Furthermore, your difficult stakeholders may have unique knowledge or expertise that can aid in shaping the project’s direction, improving its quality, or mitigating risks. Involving stakeholders in decision-making can also assist organisations in receiving constructive feedback and developing stronger relationships with their stakeholders, increasing trust, loyalty, and support. 

Many communication professionals are turning to community engagement platforms to provide a space for stakeholders to interact and contribute additional feedback. Community engagement platforms, such as Social Pinpoint, allow stakeholders to engage and interact in a safe, moderated environment, whilst actively keeping conversations open and flowing with regular updates available.

4. Address Their Concerns

Organisations should pay attention to and acknowledge the concerns of difficult stakeholders. If their problems are based on incorrect or incomplete information, or if their proposed actions negatively impact the project or other stakeholders, it may be necessary to politely disagree and attempt to help them understand the organisation’s perspective.

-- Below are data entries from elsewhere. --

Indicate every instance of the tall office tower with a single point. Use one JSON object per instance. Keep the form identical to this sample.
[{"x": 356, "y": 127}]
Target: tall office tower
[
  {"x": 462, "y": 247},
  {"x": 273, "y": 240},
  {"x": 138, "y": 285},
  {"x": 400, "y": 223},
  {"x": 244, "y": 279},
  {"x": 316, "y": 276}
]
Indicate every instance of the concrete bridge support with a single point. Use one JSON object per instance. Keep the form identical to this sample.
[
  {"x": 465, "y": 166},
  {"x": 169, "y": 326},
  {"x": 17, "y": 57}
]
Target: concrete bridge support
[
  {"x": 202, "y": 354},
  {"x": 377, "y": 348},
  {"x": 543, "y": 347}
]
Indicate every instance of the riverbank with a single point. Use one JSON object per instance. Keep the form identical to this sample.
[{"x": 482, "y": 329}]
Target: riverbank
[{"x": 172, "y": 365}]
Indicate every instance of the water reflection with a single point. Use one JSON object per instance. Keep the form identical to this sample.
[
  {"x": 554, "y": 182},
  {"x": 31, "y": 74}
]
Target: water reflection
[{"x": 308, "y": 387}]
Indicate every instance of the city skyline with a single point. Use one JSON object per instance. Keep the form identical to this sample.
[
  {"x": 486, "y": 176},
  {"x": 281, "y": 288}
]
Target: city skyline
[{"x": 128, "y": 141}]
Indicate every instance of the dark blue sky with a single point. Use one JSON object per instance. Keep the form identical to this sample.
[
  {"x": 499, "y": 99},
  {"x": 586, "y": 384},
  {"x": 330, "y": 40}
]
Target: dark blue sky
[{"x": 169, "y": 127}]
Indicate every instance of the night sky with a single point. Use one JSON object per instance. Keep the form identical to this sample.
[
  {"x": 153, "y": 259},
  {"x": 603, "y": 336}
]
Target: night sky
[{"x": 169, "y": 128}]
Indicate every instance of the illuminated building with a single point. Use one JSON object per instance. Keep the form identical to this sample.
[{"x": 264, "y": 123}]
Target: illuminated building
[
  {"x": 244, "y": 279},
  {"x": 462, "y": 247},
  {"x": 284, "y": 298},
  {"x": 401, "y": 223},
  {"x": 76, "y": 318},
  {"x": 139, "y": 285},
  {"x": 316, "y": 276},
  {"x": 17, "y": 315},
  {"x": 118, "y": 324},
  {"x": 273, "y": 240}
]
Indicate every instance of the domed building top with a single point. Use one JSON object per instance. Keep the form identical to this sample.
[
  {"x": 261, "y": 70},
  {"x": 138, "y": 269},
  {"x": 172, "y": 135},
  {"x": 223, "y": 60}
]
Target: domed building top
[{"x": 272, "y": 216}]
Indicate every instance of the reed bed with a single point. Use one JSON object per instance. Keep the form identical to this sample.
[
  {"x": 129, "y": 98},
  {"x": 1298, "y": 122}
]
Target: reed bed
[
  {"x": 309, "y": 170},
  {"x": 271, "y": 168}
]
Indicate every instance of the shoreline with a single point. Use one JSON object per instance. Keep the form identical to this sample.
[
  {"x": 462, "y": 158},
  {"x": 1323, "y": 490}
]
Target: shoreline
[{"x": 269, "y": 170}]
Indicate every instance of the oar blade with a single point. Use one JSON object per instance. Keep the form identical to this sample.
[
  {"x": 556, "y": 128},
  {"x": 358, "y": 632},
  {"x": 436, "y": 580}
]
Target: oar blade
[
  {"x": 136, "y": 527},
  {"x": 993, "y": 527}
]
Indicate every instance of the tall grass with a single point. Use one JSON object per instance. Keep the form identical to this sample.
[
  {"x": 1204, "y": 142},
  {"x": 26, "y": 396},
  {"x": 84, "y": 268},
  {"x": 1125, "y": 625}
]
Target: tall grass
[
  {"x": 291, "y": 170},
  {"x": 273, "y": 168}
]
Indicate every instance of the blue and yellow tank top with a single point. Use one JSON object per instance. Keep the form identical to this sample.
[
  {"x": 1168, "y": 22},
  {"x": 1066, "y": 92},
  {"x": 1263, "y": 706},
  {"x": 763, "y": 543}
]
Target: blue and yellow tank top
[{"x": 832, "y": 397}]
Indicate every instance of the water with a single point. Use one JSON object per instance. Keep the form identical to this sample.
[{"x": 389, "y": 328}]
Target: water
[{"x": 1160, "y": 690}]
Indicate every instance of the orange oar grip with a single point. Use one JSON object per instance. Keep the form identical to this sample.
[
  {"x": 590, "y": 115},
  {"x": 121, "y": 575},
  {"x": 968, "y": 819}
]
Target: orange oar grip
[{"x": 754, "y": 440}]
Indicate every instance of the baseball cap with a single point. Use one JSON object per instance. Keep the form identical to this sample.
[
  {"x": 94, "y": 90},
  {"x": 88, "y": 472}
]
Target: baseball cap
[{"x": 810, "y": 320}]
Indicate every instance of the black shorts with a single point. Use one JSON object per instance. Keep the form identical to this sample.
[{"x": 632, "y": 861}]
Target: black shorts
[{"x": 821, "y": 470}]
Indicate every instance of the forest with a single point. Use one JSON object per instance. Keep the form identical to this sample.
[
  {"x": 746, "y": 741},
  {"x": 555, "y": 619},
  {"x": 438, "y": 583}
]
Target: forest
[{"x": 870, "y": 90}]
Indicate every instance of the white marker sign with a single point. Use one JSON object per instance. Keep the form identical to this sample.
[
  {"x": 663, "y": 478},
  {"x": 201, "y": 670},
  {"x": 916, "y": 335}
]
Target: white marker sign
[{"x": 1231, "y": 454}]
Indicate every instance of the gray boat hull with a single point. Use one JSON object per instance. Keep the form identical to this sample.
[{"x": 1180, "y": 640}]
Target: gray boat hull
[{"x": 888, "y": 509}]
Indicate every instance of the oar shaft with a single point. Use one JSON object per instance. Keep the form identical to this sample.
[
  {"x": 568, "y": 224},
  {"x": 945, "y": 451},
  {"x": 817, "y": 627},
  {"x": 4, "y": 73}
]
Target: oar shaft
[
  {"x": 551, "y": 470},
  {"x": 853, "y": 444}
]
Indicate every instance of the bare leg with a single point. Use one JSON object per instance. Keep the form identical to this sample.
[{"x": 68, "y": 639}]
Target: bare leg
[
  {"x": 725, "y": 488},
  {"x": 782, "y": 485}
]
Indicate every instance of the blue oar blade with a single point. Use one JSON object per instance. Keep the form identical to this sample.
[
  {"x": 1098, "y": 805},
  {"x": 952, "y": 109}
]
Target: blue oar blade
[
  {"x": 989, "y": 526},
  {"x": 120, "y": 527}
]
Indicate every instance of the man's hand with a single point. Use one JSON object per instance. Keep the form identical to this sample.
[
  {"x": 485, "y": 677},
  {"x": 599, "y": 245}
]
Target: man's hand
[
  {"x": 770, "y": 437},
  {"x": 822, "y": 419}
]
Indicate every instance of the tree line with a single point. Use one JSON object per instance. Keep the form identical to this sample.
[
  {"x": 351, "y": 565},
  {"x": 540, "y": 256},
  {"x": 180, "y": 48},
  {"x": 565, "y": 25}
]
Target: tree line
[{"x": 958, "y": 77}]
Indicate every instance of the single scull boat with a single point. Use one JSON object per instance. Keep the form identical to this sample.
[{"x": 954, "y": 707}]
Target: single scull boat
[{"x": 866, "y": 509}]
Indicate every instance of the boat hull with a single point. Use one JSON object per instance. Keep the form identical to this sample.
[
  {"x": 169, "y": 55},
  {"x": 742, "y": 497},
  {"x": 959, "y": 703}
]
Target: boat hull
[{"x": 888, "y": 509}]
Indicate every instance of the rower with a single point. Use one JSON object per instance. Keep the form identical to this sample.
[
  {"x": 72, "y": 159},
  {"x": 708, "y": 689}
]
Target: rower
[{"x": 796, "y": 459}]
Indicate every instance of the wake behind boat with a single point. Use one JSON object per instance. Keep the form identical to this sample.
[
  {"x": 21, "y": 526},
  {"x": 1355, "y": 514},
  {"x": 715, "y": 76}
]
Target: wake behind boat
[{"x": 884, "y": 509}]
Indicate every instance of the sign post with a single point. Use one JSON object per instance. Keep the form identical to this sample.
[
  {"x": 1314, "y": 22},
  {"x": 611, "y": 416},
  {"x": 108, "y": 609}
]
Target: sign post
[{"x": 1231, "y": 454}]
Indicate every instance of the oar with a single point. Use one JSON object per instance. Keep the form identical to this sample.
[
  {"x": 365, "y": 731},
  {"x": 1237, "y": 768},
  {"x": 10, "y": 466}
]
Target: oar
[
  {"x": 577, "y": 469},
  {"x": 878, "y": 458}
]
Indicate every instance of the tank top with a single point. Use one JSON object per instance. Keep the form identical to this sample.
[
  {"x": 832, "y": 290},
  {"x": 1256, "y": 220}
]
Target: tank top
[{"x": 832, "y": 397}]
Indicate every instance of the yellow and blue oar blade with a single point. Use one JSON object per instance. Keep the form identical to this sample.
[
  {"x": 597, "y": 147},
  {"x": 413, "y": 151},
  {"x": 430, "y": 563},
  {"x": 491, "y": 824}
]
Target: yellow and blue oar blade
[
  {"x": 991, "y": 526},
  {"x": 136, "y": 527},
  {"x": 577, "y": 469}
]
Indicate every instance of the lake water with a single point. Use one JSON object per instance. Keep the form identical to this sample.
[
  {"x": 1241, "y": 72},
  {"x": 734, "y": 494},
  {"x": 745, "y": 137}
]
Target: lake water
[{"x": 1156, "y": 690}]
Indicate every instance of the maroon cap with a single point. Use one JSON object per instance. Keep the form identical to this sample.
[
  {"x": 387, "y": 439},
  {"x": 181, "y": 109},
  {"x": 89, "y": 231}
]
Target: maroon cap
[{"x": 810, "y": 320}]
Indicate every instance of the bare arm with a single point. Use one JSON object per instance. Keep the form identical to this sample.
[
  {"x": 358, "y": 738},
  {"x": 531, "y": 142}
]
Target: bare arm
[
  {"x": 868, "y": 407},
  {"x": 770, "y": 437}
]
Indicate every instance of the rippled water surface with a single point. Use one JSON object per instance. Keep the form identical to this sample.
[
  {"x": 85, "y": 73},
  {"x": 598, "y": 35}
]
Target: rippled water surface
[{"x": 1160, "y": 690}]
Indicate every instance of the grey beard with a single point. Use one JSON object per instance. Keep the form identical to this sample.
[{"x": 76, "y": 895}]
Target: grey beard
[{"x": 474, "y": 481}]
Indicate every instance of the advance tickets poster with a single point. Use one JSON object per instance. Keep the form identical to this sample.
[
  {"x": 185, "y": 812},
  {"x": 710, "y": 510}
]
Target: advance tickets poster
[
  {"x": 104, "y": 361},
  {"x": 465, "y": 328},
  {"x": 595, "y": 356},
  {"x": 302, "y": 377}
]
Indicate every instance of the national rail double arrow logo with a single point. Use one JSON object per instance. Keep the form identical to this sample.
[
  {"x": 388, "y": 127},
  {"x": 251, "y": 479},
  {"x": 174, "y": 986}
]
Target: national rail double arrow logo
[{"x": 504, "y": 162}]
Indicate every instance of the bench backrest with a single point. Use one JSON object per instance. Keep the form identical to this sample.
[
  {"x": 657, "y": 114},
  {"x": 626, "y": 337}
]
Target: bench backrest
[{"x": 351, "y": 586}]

It’s essential to remain calm in certain situations and not become aggressive or defensive in deliberative engagements. Whilst disagreements are natural, organisations must listen to their concerns, stay assertive, and provide solutions.

Remaining professional within an organisation will help a business make a good impression, have a long-lasting reputation, and build successful interpersonal relationships.

5. Build a Positive Relationship

Establishing positive relationships with all stakeholders is essential for a project’s success – no matter how difficult they might be. A positive relationship with difficult stakeholders can bring several benefits, including enhancing an organisation’s reputation, and building a new foundation of reliability and respect.

Once an organisation actively listens to their concerns and stakeholders feel valued and appreciated, they will more likely support the organisation and its projects. This can lead to increased opportunities for growth and expansion and minimise project delays and intervention.

A positive relationship can also help build trust and improve communication between an organisation and its stakeholders. When stakeholders clearly understand what the organisation is trying to achieve, they are more likely to offer support and contribute their expertise and resources more effectively. And, hopefully, become a little less difficult (fingers crossed).

Managing difficult stakeholders can be strenuous, but we all know it is absolutely crucial for effective stakeholder management. By adopting effective strategies, such as active listening, compromising, and clear communication, organisations can build positive relationships with stakeholders to improve project outcomes and opportunities for growth and success.